Biochem Biophys Res Commun. 1999 Mar 24;256(3):462-8. doi: 10.1006/bbrc.1999.0367.
2,3,7,8-Tetrachlorodibenzo-p-dioxin (TCDD) and related compounds modulate various endocrine functions by enhancing ligand metabolism, altering hormone synthesis, down regulating receptor levels, and interfering with gene transcription. In the present study, we investigated the effects of TCDD on testosterone signal transduction pathways and vice versa in the androgen receptor (AR) positive LNCaP prostate cancer cell line. TCDD induced CYP1A1 mRNA and related enzyme activity in these cells, with dose and time-dependence. Both normal and testosterone-stimulated cell growth was inhibited by TCDD. The expression levels of the aryl hydrocarbon receptor (AhR), the aryl hydrocarbon receptor nuclear translocator (ARNT), and AR were not affected by exposure to TCDD at a dose of 10 nM for a 24 hr time period. Testosterone treatment dose-dependently inhibited the TCDD-induced CYP1A1 mRNA accumulation and related enzyme activity. Reciprocally, TCDD also dose-dependently inhibited testosterone-dependent transcriptional activity and testosterone-regulated prostate specific antigen (PSA) expression.
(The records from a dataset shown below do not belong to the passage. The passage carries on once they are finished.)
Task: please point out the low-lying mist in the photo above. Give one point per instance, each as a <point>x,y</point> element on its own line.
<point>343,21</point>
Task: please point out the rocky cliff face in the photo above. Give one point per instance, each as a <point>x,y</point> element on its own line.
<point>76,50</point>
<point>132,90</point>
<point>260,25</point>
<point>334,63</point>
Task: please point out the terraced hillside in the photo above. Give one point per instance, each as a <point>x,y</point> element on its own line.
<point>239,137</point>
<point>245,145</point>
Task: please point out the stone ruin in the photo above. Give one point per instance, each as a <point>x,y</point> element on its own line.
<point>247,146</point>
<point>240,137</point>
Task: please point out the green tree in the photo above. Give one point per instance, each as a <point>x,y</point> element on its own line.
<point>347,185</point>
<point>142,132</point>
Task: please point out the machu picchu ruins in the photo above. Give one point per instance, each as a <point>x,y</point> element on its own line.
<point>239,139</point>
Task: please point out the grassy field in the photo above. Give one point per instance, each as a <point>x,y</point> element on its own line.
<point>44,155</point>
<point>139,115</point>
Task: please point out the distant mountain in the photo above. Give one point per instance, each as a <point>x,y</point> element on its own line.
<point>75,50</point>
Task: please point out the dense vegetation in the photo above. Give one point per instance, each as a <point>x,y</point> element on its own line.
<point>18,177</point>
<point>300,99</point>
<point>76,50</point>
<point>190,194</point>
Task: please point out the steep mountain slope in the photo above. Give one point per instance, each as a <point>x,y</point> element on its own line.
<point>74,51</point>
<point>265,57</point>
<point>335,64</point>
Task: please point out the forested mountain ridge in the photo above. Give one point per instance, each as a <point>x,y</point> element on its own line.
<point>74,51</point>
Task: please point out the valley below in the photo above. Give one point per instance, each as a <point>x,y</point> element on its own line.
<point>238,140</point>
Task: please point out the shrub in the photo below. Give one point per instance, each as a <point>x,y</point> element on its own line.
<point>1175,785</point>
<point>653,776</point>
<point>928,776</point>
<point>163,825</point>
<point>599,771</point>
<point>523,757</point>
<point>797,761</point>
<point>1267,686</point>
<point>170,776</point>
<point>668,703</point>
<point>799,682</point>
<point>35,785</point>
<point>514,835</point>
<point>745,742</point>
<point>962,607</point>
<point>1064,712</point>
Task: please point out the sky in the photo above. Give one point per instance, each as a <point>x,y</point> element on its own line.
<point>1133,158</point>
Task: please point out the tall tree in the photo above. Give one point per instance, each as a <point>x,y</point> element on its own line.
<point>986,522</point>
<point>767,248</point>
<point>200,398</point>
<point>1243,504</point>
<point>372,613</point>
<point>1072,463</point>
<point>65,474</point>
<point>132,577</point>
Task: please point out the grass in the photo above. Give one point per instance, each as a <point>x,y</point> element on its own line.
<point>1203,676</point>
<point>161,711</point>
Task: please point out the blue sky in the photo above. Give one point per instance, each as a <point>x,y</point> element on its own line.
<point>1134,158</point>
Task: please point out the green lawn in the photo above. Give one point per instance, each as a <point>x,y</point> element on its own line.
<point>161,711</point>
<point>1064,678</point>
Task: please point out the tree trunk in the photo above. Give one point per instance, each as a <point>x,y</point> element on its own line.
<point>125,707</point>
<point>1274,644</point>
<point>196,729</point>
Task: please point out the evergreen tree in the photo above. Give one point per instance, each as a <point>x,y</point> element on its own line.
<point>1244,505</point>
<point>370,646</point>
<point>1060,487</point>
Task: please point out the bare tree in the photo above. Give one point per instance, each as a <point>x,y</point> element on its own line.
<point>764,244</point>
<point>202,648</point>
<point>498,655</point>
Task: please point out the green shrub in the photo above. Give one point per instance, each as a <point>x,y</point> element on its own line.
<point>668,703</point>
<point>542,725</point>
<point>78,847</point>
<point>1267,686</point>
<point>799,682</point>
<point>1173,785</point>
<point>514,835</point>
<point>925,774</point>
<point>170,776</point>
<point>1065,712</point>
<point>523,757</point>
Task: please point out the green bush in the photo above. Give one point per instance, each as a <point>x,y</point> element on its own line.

Taken together, these results demonstrate antiandrogenic functions of TCDD and a specific ligand-induced bilateral transcriptional interference between TCDD and testosterone mediated signal transduction pathways.
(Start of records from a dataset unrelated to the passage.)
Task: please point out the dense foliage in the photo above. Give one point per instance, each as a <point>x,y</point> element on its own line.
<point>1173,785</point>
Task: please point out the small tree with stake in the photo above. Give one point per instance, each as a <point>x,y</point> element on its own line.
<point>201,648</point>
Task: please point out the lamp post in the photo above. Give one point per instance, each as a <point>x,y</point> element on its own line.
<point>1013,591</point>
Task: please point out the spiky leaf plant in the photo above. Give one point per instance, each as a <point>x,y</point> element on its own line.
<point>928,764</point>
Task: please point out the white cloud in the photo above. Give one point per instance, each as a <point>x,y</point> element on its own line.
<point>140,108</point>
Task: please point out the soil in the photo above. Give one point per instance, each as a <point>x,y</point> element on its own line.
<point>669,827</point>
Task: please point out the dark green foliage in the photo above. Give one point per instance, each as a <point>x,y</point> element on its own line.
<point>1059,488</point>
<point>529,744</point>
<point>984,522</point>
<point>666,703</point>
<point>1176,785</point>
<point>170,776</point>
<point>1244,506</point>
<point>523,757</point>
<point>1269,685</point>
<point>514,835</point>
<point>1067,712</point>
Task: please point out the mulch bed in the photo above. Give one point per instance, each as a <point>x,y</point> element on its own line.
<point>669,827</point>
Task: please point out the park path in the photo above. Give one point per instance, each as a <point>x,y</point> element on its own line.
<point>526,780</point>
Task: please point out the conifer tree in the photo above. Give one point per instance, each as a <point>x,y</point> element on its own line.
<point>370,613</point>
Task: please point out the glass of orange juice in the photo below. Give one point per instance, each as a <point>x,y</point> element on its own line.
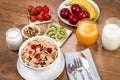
<point>87,32</point>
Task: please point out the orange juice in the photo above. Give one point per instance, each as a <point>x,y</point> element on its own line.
<point>87,32</point>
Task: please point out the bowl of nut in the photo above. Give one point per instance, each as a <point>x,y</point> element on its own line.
<point>39,52</point>
<point>30,30</point>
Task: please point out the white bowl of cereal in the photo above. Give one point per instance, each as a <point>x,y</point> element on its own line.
<point>30,30</point>
<point>39,52</point>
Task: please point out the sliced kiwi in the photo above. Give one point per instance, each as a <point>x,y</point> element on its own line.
<point>52,26</point>
<point>56,32</point>
<point>50,30</point>
<point>62,32</point>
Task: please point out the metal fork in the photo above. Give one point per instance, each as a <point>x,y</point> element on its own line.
<point>78,66</point>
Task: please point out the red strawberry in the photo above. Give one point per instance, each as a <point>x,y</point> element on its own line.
<point>49,50</point>
<point>33,46</point>
<point>33,18</point>
<point>46,17</point>
<point>38,9</point>
<point>30,9</point>
<point>40,17</point>
<point>45,9</point>
<point>37,56</point>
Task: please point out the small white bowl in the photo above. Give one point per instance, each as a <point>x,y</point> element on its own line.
<point>63,5</point>
<point>31,25</point>
<point>33,38</point>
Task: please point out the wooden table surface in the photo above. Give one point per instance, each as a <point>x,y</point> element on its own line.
<point>13,14</point>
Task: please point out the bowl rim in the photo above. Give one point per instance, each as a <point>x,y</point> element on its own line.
<point>29,40</point>
<point>31,26</point>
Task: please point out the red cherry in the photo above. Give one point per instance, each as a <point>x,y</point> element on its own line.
<point>30,52</point>
<point>46,17</point>
<point>83,14</point>
<point>75,8</point>
<point>64,13</point>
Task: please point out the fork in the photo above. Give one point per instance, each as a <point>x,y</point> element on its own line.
<point>78,66</point>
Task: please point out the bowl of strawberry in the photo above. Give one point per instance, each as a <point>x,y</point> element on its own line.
<point>39,53</point>
<point>39,14</point>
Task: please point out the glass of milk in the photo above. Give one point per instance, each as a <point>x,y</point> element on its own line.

2,3,7,8-四氯二苯并-对-二噁英(TCDD)及相关化合物通过增强配体代谢、改变激素合成、下调受体水平以及干扰基因转录来调节多种内分泌功能。在本研究中,我们研究了TCDD对雄激素受体(AR)阳性的LNCaP前列腺癌细胞系中睾酮信号转导途径的影响,反之亦然。TCDD在这些细胞中诱导CYP1A1 mRNA及相关酶活性,呈剂量和时间依赖性。正常细胞生长和睾酮刺激的细胞生长均被TCDD抑制。在10 nM剂量下暴露24小时,芳烃受体(AhR)、芳烃受体核转运蛋白(ARNT)和AR的表达水平不受TCDD影响。睾酮处理呈剂量依赖性地抑制TCDD诱导的CYP1A1 mRNA积累及相关酶活性。相反,TCDD也呈剂量依赖性地抑制睾酮依赖性转录活性和睾酮调节的前列腺特异性抗原(PSA)表达。综上所述,这些结果证明了TCDD的抗雄激素功能以及TCDD与睾酮介导的信号转导途径之间特定的配体诱导的双向转录干扰。